The latest battleground? Brick-and-mortar stores. Alibaba has spent great sums — $US2.9 billion on a supermarket chain, $US2.6 billion on a department store and mall operator — to conquer the real world. Tencent has followed suit with its own retail partnerships and investments.
Once the companies have locked people into their payment systems, they can become the enablers of commerce and financial services of even more kinds. In a sign of investors' excitement about the possibilities, Ant Financial is making plans to go public, in a blockbuster stock offering that could give the company a market value larger than Goldman Sachs.
China has become a model for tech's world-swallowing tendencies partly out of circumstance.
With the country's high-speed churn of well-funded startups, planting flags on new turf is often the only way for large players not to be constantly losing ground.
Also, both Alibaba and Tencent have struggled to make much money outside their home market. That means their surest way to keep growing is to get more deeply involved in more areas of their Chinese users' lives.
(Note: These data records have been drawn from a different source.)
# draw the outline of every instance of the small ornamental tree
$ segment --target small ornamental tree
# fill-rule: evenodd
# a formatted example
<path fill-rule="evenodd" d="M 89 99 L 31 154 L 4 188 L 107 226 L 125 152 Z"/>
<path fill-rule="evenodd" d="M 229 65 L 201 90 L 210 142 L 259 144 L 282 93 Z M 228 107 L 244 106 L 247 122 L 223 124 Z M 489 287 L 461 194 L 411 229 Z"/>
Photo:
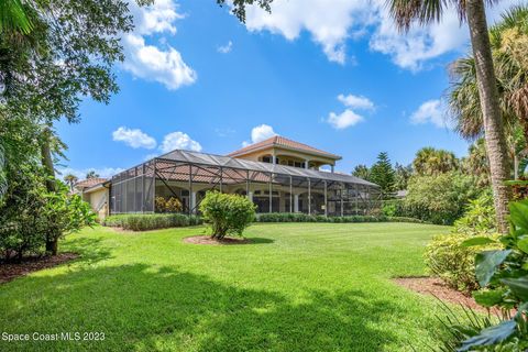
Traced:
<path fill-rule="evenodd" d="M 256 206 L 240 195 L 208 191 L 200 204 L 204 219 L 211 226 L 211 238 L 222 240 L 228 234 L 242 235 L 255 219 Z"/>

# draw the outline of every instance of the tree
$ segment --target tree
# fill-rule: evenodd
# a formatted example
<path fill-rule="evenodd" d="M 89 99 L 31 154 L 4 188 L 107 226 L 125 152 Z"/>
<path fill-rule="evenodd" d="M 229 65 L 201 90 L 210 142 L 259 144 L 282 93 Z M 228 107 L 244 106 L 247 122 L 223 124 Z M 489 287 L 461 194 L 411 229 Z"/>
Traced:
<path fill-rule="evenodd" d="M 490 186 L 490 162 L 484 139 L 479 139 L 470 145 L 468 157 L 462 160 L 462 169 L 475 176 L 480 187 Z"/>
<path fill-rule="evenodd" d="M 496 2 L 488 0 L 488 2 Z M 439 21 L 447 6 L 453 6 L 461 21 L 466 20 L 475 58 L 476 88 L 484 121 L 484 135 L 490 157 L 491 178 L 499 231 L 508 230 L 509 189 L 505 182 L 509 178 L 506 138 L 501 113 L 495 69 L 487 33 L 483 0 L 389 0 L 392 16 L 399 29 L 408 31 L 411 23 L 427 24 Z"/>
<path fill-rule="evenodd" d="M 72 174 L 68 174 L 68 175 L 64 176 L 64 182 L 66 183 L 66 185 L 69 186 L 70 191 L 74 191 L 74 186 L 78 180 L 79 179 L 77 178 L 77 176 L 72 175 Z"/>
<path fill-rule="evenodd" d="M 382 189 L 383 199 L 392 198 L 394 194 L 395 175 L 391 160 L 386 152 L 377 155 L 377 162 L 371 167 L 370 182 L 378 185 Z"/>
<path fill-rule="evenodd" d="M 413 175 L 413 165 L 404 166 L 396 163 L 394 166 L 394 189 L 405 190 L 407 189 L 407 184 Z"/>
<path fill-rule="evenodd" d="M 451 152 L 427 146 L 416 153 L 413 168 L 421 176 L 443 174 L 458 169 L 459 160 Z"/>
<path fill-rule="evenodd" d="M 369 180 L 371 177 L 371 169 L 366 165 L 358 165 L 354 167 L 352 175 L 364 180 Z"/>

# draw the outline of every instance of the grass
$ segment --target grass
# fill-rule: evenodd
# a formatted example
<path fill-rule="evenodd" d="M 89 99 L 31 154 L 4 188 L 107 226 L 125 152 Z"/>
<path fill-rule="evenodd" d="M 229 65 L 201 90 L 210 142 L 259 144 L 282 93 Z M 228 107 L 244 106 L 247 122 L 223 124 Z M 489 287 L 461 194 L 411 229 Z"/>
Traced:
<path fill-rule="evenodd" d="M 263 223 L 253 244 L 183 243 L 204 228 L 87 229 L 74 263 L 0 286 L 0 333 L 103 332 L 105 341 L 6 342 L 0 351 L 424 351 L 441 314 L 394 285 L 422 275 L 447 228 Z"/>

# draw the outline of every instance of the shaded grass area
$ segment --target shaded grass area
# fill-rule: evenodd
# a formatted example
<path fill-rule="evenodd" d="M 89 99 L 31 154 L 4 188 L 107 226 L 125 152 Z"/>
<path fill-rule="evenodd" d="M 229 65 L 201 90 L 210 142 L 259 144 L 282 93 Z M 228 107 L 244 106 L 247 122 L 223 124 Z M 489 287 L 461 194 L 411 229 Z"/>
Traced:
<path fill-rule="evenodd" d="M 0 286 L 0 332 L 101 331 L 105 341 L 6 342 L 0 350 L 418 351 L 440 305 L 391 282 L 422 275 L 447 228 L 255 224 L 245 245 L 184 243 L 204 228 L 87 229 L 74 263 Z"/>

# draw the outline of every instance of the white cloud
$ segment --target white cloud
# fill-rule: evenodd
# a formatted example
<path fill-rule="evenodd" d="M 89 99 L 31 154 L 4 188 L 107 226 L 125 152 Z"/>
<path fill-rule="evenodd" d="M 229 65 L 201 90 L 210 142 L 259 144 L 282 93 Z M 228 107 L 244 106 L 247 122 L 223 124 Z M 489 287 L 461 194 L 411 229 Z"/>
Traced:
<path fill-rule="evenodd" d="M 201 152 L 200 143 L 194 141 L 187 133 L 173 132 L 165 135 L 160 150 L 163 153 L 168 153 L 174 150 L 187 150 L 194 152 Z"/>
<path fill-rule="evenodd" d="M 327 122 L 337 130 L 343 130 L 363 121 L 364 118 L 354 111 L 346 109 L 341 113 L 330 112 Z"/>
<path fill-rule="evenodd" d="M 353 95 L 339 95 L 338 100 L 341 101 L 346 108 L 374 110 L 374 103 L 363 96 Z"/>
<path fill-rule="evenodd" d="M 153 35 L 176 34 L 174 22 L 184 15 L 177 12 L 173 0 L 156 0 L 152 6 L 139 7 L 134 0 L 129 1 L 134 18 L 135 29 L 122 38 L 125 61 L 123 68 L 135 77 L 158 81 L 168 89 L 191 85 L 197 79 L 196 72 L 182 58 L 182 54 L 168 44 L 164 47 L 147 44 Z M 166 37 L 160 38 L 161 43 Z"/>
<path fill-rule="evenodd" d="M 144 133 L 140 129 L 128 129 L 125 127 L 120 127 L 112 132 L 112 139 L 117 142 L 124 142 L 124 144 L 133 147 L 144 147 L 147 150 L 153 150 L 156 147 L 156 140 L 154 140 L 148 134 Z"/>
<path fill-rule="evenodd" d="M 261 124 L 261 125 L 254 127 L 251 130 L 251 142 L 244 141 L 244 142 L 242 142 L 242 145 L 248 146 L 250 144 L 258 143 L 258 142 L 265 141 L 265 140 L 267 140 L 267 139 L 270 139 L 274 135 L 277 135 L 277 133 L 275 133 L 275 131 L 273 130 L 273 128 L 271 125 Z"/>
<path fill-rule="evenodd" d="M 488 22 L 493 23 L 504 9 L 522 0 L 503 0 L 488 9 Z M 396 30 L 385 0 L 275 0 L 272 12 L 257 6 L 248 11 L 246 28 L 250 31 L 270 31 L 289 41 L 307 31 L 328 58 L 344 64 L 346 42 L 369 37 L 371 50 L 391 57 L 399 67 L 418 70 L 446 53 L 463 50 L 469 41 L 468 26 L 460 25 L 457 12 L 449 8 L 441 23 L 427 26 L 414 25 L 409 33 Z"/>
<path fill-rule="evenodd" d="M 221 45 L 217 48 L 217 51 L 220 53 L 220 54 L 228 54 L 228 53 L 231 53 L 231 51 L 233 50 L 233 42 L 229 41 L 228 44 L 226 45 Z"/>
<path fill-rule="evenodd" d="M 72 174 L 72 175 L 77 176 L 77 178 L 79 180 L 81 180 L 81 179 L 86 178 L 86 174 L 88 174 L 89 172 L 95 172 L 97 175 L 99 175 L 99 177 L 102 177 L 102 178 L 110 178 L 113 175 L 117 175 L 119 173 L 124 172 L 124 168 L 120 168 L 120 167 L 101 167 L 101 168 L 63 167 L 63 168 L 57 169 L 57 172 L 59 173 L 61 178 L 63 178 L 64 176 L 66 176 L 68 174 Z"/>
<path fill-rule="evenodd" d="M 432 123 L 438 128 L 448 127 L 444 109 L 440 100 L 428 100 L 410 116 L 413 124 Z"/>
<path fill-rule="evenodd" d="M 366 97 L 354 95 L 339 95 L 338 100 L 345 107 L 341 113 L 330 112 L 326 122 L 328 122 L 336 130 L 343 130 L 353 127 L 365 120 L 361 114 L 354 110 L 374 111 L 374 103 Z"/>

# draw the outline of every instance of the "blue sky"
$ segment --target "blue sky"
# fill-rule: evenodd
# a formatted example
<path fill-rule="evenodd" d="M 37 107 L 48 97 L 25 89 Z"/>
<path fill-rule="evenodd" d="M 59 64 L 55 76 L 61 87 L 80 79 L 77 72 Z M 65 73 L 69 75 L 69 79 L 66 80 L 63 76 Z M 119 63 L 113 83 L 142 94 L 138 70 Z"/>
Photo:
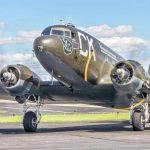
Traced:
<path fill-rule="evenodd" d="M 150 1 L 145 0 L 1 0 L 0 20 L 6 23 L 6 35 L 19 30 L 42 30 L 71 18 L 77 26 L 130 24 L 135 34 L 150 38 Z"/>
<path fill-rule="evenodd" d="M 45 27 L 69 19 L 91 34 L 100 32 L 94 35 L 125 58 L 148 59 L 149 18 L 148 0 L 0 0 L 0 55 L 32 53 L 32 41 Z"/>

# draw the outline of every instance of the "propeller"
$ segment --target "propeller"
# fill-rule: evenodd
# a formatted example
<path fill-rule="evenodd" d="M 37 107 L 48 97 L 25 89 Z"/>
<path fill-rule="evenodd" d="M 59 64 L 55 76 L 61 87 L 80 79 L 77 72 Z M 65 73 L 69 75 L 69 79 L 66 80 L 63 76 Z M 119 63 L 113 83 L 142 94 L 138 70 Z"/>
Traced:
<path fill-rule="evenodd" d="M 18 70 L 14 67 L 5 67 L 1 71 L 1 82 L 5 87 L 14 86 L 18 81 Z"/>

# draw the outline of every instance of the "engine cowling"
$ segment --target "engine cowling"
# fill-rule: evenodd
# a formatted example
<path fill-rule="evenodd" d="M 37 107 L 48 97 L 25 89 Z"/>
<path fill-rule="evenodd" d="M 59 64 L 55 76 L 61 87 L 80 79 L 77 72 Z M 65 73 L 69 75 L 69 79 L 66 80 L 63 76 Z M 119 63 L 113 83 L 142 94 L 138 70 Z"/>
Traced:
<path fill-rule="evenodd" d="M 24 96 L 40 86 L 40 78 L 24 65 L 8 65 L 0 72 L 2 87 L 13 96 Z"/>
<path fill-rule="evenodd" d="M 113 68 L 111 80 L 117 91 L 134 94 L 143 87 L 145 71 L 136 61 L 122 61 Z"/>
Those lives are riper for tech disruption than lives in the West. In China, small stores dominate retail. Hospitals are crowded and doctors overworked. Most people do not have credit cards. These are easier business opportunities for Alibaba and Tencent than they would be for Amazon or Facebook.
In a report this week, Morgan Stanley predicted that by 2027, the total market in China in which Alibaba could be making money will be worth $US19 trillion — more than Amazon's potential market worldwide.